I have old man feet. A bunion on one foot, flattening on the other. So long as I hike with a light load, mass-produced boots will generally do me just fine. I have a Keene pair for light loads, and a Salomon Quest 4D GTX pair for when the pack is loaded up. On a recent trip to the snow-covered hills around Shasta, I realized that I needed to be able to carry not just the camera gear, but also the minimal survival necessities like a bag, food, water, etc. That would also mean better boots, and maybe crampons and snowshoes Recently, I happened to see an article about Tecnica's new semi-custom Forge GTX boots. In my skiing youth, Tecnica was the racing boot make I did not need. I stuck with Lange. But what I read here and here about these hiking boots was very intriguing. So, today I set out to check them out along with the possibility of a custom footbed for my lighter duty boots.

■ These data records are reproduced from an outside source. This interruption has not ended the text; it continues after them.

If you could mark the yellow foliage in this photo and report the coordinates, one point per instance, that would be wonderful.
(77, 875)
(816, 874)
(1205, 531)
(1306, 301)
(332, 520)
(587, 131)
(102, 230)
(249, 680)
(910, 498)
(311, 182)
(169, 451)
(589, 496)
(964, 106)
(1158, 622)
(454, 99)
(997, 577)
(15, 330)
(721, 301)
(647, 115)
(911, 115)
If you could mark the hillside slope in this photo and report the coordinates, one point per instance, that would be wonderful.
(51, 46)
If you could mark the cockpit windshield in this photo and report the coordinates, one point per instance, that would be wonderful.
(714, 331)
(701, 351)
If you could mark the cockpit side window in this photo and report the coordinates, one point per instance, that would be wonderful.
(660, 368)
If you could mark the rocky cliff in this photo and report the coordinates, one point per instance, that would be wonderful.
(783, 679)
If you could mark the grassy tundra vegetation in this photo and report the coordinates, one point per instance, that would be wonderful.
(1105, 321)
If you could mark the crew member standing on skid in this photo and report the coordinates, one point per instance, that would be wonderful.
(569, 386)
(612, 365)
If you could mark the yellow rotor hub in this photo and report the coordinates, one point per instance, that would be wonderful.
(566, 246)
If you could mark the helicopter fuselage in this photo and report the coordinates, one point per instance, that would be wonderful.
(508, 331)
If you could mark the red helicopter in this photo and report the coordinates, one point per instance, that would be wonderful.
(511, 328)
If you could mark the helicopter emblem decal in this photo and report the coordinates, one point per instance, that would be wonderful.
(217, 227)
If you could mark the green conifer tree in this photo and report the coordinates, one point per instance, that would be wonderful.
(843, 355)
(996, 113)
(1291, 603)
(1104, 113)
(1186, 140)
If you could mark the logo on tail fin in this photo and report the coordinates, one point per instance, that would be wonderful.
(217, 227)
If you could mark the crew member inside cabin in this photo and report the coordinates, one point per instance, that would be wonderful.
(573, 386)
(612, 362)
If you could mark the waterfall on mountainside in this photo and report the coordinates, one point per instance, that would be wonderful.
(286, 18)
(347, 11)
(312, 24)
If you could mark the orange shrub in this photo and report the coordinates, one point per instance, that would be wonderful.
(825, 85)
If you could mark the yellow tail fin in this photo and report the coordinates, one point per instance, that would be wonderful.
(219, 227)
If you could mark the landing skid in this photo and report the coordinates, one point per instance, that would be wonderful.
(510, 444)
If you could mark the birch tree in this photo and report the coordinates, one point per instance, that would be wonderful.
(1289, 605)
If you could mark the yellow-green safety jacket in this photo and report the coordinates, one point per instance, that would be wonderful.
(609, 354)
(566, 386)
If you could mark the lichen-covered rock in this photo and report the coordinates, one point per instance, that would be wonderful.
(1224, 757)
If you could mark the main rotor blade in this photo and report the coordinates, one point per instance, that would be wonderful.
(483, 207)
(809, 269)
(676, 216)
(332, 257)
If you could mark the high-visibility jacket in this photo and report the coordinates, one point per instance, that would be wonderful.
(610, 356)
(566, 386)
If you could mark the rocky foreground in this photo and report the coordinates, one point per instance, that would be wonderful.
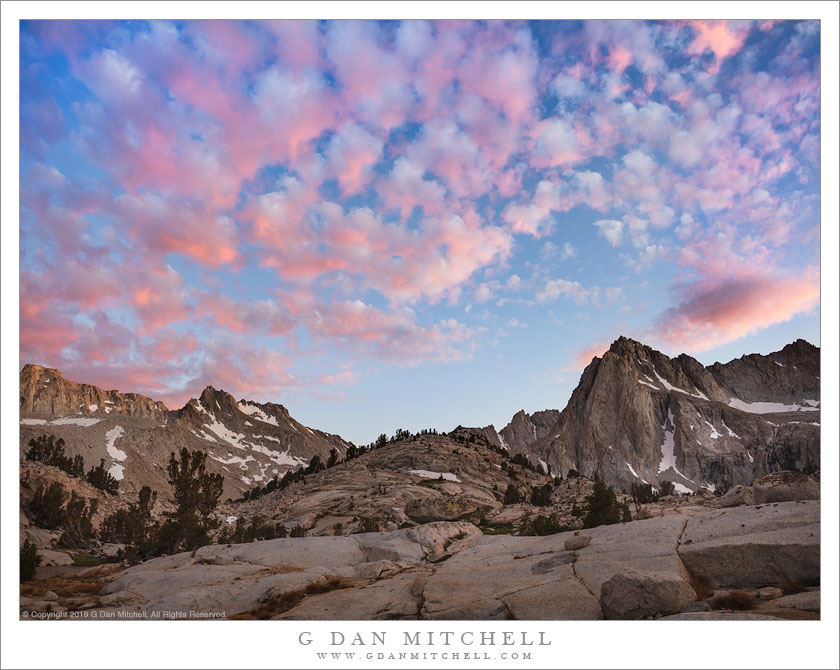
(747, 561)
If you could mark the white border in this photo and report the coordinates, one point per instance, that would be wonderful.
(273, 645)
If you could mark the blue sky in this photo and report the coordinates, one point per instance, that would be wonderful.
(412, 224)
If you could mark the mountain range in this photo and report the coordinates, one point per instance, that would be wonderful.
(636, 416)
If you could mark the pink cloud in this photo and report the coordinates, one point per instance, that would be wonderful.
(714, 311)
(720, 37)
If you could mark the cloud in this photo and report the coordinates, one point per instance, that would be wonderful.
(611, 230)
(556, 288)
(713, 312)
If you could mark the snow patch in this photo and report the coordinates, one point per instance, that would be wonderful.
(729, 430)
(772, 407)
(669, 459)
(75, 421)
(110, 438)
(668, 387)
(429, 474)
(257, 413)
(715, 435)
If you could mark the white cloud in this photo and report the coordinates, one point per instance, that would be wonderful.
(556, 288)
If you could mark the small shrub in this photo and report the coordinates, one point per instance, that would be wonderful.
(643, 494)
(102, 479)
(512, 495)
(46, 449)
(29, 561)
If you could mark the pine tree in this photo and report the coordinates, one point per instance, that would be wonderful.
(29, 560)
(102, 479)
(47, 506)
(196, 495)
(602, 507)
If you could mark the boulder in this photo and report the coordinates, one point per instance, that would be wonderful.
(755, 546)
(769, 593)
(783, 487)
(386, 599)
(577, 542)
(698, 606)
(719, 616)
(40, 537)
(636, 595)
(807, 600)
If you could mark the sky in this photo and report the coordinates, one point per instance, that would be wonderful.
(411, 224)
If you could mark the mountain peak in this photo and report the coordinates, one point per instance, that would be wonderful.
(624, 345)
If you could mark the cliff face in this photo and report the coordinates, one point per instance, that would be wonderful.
(246, 442)
(638, 415)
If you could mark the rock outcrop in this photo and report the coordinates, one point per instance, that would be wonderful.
(639, 416)
(449, 570)
(247, 442)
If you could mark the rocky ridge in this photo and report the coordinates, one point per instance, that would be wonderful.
(639, 416)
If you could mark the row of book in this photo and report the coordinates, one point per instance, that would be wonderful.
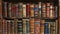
(27, 10)
(29, 26)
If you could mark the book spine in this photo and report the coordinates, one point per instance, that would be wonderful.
(36, 10)
(8, 27)
(31, 10)
(46, 28)
(24, 26)
(24, 10)
(37, 26)
(9, 10)
(16, 10)
(4, 27)
(12, 26)
(27, 26)
(31, 26)
(28, 10)
(53, 28)
(40, 7)
(20, 27)
(48, 9)
(20, 10)
(52, 11)
(5, 9)
(42, 26)
(43, 10)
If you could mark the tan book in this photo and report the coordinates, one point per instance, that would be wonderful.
(31, 10)
(31, 26)
(24, 10)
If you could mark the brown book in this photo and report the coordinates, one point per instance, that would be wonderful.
(44, 10)
(42, 26)
(31, 26)
(37, 26)
(31, 10)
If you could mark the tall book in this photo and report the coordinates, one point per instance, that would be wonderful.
(28, 10)
(44, 10)
(4, 27)
(31, 10)
(12, 26)
(24, 10)
(42, 26)
(36, 10)
(9, 10)
(40, 7)
(20, 9)
(32, 26)
(48, 9)
(27, 26)
(5, 9)
(20, 27)
(37, 26)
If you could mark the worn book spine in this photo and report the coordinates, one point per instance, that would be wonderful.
(20, 27)
(24, 26)
(4, 26)
(40, 7)
(27, 26)
(31, 26)
(28, 10)
(31, 10)
(44, 10)
(36, 10)
(24, 10)
(20, 10)
(48, 9)
(42, 26)
(5, 9)
(9, 10)
(37, 26)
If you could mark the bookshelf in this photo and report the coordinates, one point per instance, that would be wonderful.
(29, 16)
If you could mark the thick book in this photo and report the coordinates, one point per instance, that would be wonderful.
(28, 10)
(32, 26)
(9, 10)
(24, 10)
(36, 10)
(31, 10)
(19, 27)
(5, 9)
(48, 9)
(40, 7)
(44, 10)
(37, 26)
(20, 10)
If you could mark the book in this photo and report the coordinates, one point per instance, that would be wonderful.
(20, 9)
(24, 10)
(36, 10)
(28, 10)
(31, 10)
(5, 9)
(37, 26)
(4, 26)
(42, 26)
(48, 10)
(28, 26)
(32, 26)
(20, 27)
(40, 7)
(9, 10)
(24, 26)
(44, 10)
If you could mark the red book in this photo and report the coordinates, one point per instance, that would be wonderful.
(28, 9)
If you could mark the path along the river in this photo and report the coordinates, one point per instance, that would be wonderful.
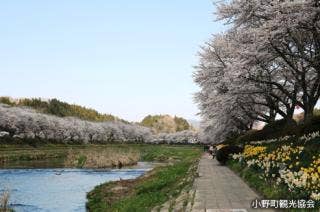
(219, 189)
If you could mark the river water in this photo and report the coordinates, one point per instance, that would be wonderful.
(58, 189)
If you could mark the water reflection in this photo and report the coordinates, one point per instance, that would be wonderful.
(58, 189)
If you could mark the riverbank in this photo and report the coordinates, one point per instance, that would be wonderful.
(68, 156)
(165, 182)
(153, 189)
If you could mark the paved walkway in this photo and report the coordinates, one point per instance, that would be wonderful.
(219, 189)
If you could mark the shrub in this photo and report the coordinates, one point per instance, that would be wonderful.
(312, 125)
(224, 152)
(279, 128)
(251, 135)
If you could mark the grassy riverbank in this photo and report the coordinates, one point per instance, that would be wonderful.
(86, 156)
(154, 188)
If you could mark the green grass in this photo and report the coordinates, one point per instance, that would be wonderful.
(156, 188)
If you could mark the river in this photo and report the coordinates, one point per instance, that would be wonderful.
(58, 189)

The nearest dealer with the necessary equipment was about an hour away in Dublin. Off I went, and I am glad I did. Dorky as they look, once fitted, they are incredibly comfortable. The fitting process was interesting, likely a sign of early technology that will one day become much simpler. In fact, it's pretty easy to imagine that in the future, one will step into some sort of "nano booth" and, depending on one's choices, tiny nanobots will craft clothing and footwear to custom fit. Unlike tailors, nano-devices work cheap, so eventually, we will all wear bespoke.
For now, though, we have to do it the mechanical way. It starts of course with simply trying on the boots and see how they feel on your feet. here is the boot in leather:
It looks more "normal," but I noticed that this boot has an asymmetry to it. Part of it is the single-sided tongue, and part of it may be the rounded toe, but whatever it is, it has a bit of odd to it. Nothing quite as unusual as my old Salomon Star Trek boot, which bit the dust about 5 years ago after 20+ years of superb service:
Anyway, I tried both the leather and the synthetic, and I settled on the latter. For its subtlety I guess. The process of fitting takes about a half hour all in once the machinery is set up. The footbed liners get heated and then molded to your feet first inside a set of neoprene-like slippers:
Your feet and the liners then go into a set of boot bags:
And then these are strapped around your legs with a brace between your knees to keep them separated and your feet better positioned. Air is pumped into the boot bags to pressurize them and force the footbed to mold around your foot. It's a weird feeling as the air lifts your feet off the floor:
While that's being done, the outer boot is being heated up:
Once the footbeds are done, and the out er boot is at the right temp, your feet and footbeds go into the boot, and then back into the inflatable boot bags, where you get all pumped up again:
After a few minutes, the pressure is released, and you walk around for a few minutes while the boots continue to set. Out of the box, these boots fit decently, but out of the machine, they feel outstanding. So comfortable, one is tempted to drive in them, though that's rarely a great idea with hiking boots. Can't wait to hit the trail with these.